Stoughton asked Addington to explain it to the lesser judges. “I grow weary of the parochialism in this room.”
Hathorne and Corwin turned their eyes on the thin, gaunt Mr. Addington. “Don’t you see, gentlemen? He—Mather—jaunts off as an emissary, returns a hero with the laws literally in hand, and we, gentlemen, we are growing potatoes on some plot of land perhaps bordering the Connecticut.”
Corwin raised a quaking palm out as if to say stop. “But . . . but we only stood by our office.”
“Obviously, you men of Boston have talked this over among yourselves,” said Hathorne, coming away from his corner. “Do you intend to contest Increase Mather’s appointment as emissary or to question his integrity or motives?”

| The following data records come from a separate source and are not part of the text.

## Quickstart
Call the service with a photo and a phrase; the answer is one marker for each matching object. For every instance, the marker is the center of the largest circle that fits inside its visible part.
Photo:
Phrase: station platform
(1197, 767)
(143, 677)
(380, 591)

“No, no! That would not be politic in the current climate,” replied Sewell. “We’re saying he calculated the timing of his trip to coincide with the elections, knowing his popularity would sustain him from an ocean away, while we . . .we in this room are left to face hostilities here.”
“At a time of election when we have no charter, don’t you see?” asked Addington, grimacing, “which the popular mind will read as anarchy, for which we all pay.”
“We all become targets of unrest and sedition,” Stoughton added.
“Can you predict the future with such accuracy?” Hathorne countered, trying to hold onto some shred of himself in this sea men who in essence formed the greatest minds in the colony. Hathorne had inched to the window and he pointed out it now. “Can you read their minds?”
“I once trusted that man, Mather, and now?” muttered Sewell. “I trust his son, Cotton, far more.”
“Makes my days in office bitter ones now, looking back,” choked Addington.
“To answer your question, Mr. Hathorne,” said Stoughton, going to him and putting a hand on his shoulder, “we in this room have a combined wisdom that dictates our prophesy so that yes, we can and must read minds to survive! Right, gentlemen?”
There was some good-natured laughter over this and Stoughton held the floor, adding, “Look, gentlemen, we all share the same fate, unless we do something to turn the heads of the masses pointing in another direction.” Stoughton took a giant step and stood center of the room among them, speaking firmly now, his voice filling the house. “A contingency of malcontents has grown large over this Andros thing. As result, Mr. Corwin, Mr. Hathorne, it seems we have more in common than you might imagine.”